İnsanın dış dünya ile arasındaki ilişkiyi göstermek ve toplumlumlarımızda sanatsal bir jestin anlamını ölçmek için insan faliyetlerinin izlerini araştırmaktır.

Çağdaş sanat ve çevre sanatını keşfetmek

Müze dışındaki alanları kapsayan proje ve yaratımlarım, insan ve dünya arasında uzlaşma için alanları doğurmaya, doğa ve kültür arasındaki uyumu yeniden kurmaya odaklanıyor.

Heykel uygulamasında;  alanın yaratımı, çevrenin inşası ve doğa ölçeğinde biçimlendirme konularında önemli gelişmeler oldu.

Sanatımda heykel; kapalı alanlarda « görülecek bir nesne » olmaktan çıkıp « yaşanacak bir alan »ın öğesine dönüşür. Bakılmak için yapılan sanat nesnesi; kapalı alanı terkeder, doğa ile buluşur.. Benim gibi günümüz sanatçılarından bazılarının kaygısı müzelerde yer almak değildir. Bu anlayışın sahneye çıkması, müzenin kültürel yalnızlığının izolasyonunu kırma ve sanatın geniş bir kitleye ulaşma ihtiyacıyla aynı zamana denk geliyor.

Sanatçı, halk ile iletişim kurmak için « sanat etiketi » olarak verilen rütbeleri bir yana atıp, insanları bulundukları yerde aramak gerektiğini duyuyor.

Enstalasyon, kaidesine hapsedilmiş heykelin geleneksel alanının ötesine geçerek, başka gerçekliklerin ifadesine izin veren, farklı bir tür fiziksel ve ruhsal katılım talep eden bir hareketi temsil ediyor.

Kent parkları, sanat parkurları, doğa parkları vb. alanlar için kamunun sanatçıya verdiği siparişler, günümüz sanatçısını alışılmış mekânlardan çıkarıyor.  Bu yeni alanlarda sanatçının kendisi ve eserleri farklı bir çevre ile yüz yüze geliyor.  

Sanatçı topluma daha yakından bağlı olduğunda, eserleri daha büyük bir etkiye sahip oluyor. Bir kültürel alanın, insanlık mirasının ya da oyun alanının parçası olarak geniş bir kitleye hitap edebiliyor.

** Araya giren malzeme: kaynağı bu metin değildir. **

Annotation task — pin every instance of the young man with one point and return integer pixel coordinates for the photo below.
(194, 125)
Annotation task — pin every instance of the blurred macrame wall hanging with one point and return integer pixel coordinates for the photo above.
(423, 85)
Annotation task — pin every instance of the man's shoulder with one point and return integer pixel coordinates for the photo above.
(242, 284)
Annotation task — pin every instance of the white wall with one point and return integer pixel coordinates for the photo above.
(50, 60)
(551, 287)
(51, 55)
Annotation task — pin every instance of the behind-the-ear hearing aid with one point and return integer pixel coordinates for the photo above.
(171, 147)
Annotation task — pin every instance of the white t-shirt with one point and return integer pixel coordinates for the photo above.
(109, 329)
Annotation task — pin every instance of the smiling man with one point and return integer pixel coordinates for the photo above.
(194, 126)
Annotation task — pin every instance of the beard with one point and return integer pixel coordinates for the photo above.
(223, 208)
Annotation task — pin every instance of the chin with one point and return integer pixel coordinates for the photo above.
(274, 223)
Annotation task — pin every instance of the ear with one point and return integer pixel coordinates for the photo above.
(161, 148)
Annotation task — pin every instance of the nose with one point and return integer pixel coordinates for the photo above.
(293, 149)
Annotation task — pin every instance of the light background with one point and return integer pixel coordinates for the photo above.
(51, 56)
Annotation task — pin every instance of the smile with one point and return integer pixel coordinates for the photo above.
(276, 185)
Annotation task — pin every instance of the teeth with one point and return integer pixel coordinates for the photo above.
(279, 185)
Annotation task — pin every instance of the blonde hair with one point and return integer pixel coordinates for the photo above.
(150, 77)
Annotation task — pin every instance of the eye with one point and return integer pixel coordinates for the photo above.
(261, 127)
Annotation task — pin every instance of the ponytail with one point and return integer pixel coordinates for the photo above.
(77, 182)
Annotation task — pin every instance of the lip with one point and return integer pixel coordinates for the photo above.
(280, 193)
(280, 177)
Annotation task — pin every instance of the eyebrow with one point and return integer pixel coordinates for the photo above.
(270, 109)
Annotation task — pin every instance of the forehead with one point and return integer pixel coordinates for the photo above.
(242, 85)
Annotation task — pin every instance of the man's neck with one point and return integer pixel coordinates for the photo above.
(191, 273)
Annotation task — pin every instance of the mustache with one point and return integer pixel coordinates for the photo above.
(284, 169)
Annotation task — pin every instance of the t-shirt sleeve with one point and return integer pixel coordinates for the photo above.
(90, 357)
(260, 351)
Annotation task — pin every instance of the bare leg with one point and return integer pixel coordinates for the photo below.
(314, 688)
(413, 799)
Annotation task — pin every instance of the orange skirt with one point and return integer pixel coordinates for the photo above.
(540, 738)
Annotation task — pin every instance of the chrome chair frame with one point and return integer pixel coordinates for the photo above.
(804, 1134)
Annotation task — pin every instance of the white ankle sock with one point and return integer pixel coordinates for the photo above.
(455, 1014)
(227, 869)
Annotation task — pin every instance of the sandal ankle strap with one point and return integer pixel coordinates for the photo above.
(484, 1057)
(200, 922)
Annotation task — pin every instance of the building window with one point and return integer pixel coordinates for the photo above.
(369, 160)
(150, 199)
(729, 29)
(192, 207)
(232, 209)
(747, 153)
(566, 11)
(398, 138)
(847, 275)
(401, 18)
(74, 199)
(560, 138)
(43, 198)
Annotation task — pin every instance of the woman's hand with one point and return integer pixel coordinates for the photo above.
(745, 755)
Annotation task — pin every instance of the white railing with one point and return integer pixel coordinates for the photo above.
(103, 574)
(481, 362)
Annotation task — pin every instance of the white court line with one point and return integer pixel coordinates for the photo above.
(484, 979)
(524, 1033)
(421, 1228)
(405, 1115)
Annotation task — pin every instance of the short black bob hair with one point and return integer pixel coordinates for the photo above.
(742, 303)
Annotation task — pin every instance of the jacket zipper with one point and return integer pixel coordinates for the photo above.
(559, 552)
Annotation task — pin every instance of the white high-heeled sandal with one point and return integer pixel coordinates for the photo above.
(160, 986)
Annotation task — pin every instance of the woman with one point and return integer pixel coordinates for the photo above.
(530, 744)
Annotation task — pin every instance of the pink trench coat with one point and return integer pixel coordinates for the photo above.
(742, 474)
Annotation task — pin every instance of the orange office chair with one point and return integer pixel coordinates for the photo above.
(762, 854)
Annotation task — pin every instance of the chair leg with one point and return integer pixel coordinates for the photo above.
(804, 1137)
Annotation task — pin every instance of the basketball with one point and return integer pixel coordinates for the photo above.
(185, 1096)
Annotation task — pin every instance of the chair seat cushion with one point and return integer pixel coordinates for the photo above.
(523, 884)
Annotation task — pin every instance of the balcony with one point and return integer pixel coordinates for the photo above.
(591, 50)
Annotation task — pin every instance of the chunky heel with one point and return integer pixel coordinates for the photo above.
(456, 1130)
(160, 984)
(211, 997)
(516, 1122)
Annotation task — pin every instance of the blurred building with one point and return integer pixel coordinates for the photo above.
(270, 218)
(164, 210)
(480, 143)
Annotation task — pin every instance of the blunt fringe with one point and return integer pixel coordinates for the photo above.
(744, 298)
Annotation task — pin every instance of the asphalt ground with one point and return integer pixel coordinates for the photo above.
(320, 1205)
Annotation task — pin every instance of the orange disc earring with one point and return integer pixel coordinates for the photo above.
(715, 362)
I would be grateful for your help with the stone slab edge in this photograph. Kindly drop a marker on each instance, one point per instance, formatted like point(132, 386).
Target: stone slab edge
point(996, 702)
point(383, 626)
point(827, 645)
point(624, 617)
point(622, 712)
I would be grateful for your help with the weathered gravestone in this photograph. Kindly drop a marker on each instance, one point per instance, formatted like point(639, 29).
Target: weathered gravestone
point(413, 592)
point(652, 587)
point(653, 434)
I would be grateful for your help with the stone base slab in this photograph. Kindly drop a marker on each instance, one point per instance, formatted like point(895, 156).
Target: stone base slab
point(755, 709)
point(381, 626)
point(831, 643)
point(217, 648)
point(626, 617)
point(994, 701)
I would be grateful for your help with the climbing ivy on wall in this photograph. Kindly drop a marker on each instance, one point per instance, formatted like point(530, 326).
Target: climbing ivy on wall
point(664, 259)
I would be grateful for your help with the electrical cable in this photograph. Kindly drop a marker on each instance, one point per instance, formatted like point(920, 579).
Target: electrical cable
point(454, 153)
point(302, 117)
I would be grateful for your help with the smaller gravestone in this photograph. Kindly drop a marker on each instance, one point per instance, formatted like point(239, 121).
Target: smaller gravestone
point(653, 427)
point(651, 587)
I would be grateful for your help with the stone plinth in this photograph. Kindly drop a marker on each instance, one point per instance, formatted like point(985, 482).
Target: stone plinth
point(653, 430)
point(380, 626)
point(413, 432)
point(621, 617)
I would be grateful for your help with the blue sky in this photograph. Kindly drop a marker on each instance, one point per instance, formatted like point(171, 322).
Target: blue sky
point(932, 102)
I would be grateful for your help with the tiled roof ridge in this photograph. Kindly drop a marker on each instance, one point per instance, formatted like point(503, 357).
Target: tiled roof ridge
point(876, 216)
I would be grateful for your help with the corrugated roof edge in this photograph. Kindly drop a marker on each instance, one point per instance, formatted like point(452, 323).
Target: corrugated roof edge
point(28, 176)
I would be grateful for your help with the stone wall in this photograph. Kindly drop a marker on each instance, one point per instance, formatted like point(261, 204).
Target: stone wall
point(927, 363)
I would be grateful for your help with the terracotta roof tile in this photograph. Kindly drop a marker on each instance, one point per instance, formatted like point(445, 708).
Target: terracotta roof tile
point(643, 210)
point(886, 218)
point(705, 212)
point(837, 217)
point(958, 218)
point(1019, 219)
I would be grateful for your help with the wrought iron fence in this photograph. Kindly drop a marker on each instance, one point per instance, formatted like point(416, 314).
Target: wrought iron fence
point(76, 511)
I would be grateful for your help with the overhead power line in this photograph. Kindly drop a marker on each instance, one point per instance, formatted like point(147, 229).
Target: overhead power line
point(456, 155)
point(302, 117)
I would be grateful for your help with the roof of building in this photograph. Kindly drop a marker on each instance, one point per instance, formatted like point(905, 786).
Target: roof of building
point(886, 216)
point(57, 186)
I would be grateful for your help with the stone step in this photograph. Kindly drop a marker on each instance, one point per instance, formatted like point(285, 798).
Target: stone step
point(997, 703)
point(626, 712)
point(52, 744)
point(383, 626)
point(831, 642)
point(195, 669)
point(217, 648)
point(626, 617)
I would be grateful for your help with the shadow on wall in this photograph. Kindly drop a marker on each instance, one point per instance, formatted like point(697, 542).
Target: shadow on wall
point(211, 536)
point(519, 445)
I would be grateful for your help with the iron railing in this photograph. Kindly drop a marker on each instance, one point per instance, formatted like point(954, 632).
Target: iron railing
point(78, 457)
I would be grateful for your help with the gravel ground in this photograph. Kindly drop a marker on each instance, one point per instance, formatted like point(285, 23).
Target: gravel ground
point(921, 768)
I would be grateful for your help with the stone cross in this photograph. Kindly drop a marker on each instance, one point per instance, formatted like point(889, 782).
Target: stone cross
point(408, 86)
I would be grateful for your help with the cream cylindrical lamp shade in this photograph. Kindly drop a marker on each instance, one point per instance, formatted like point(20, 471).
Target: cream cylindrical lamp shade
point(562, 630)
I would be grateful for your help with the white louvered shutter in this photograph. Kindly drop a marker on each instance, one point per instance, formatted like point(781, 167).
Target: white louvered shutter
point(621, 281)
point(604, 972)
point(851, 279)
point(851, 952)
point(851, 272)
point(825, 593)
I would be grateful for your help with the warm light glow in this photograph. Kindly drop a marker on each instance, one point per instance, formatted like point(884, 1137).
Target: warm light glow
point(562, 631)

Bu sanat eserleri insanları bir araya getiriyor ve sosyal ilişkileri oluşturmak için gerekli somut bağların kurulmasına olanak veriyor.

Son olarak, sanat ile doğayı buluşturmak, halkın bu iki değere sahip çıkmalarını ve onlara yeni bir gözle bakmalarını sağlıyor.

Not.(1) Arte povera, 1960 ile 1970’li yıllar arasında etkisini gösteren bir İtalyan sanat hareketidir. Arte povera, İtalyanca’da ‘Yoksul sanat’ ya da ‘Yoksullaştırılmış sanat’ anlamlarına gelmektedir. Arte poveranın amaçlarından biri o dönem yaygınlaşmış galeri – müze sistemine de karşı çıkmaktı. Bu hareket, sanatçılara malzeme kısıtlaması olmaksızın kendilerini ifade etme olanağı sağladı. Sergilenen eserlerin ortaya çıkışında basit ve günlük malzemelerin kullanılıyor olması, sanatçının eseriyle bağ kurmasını kolaylaştırmış oldu.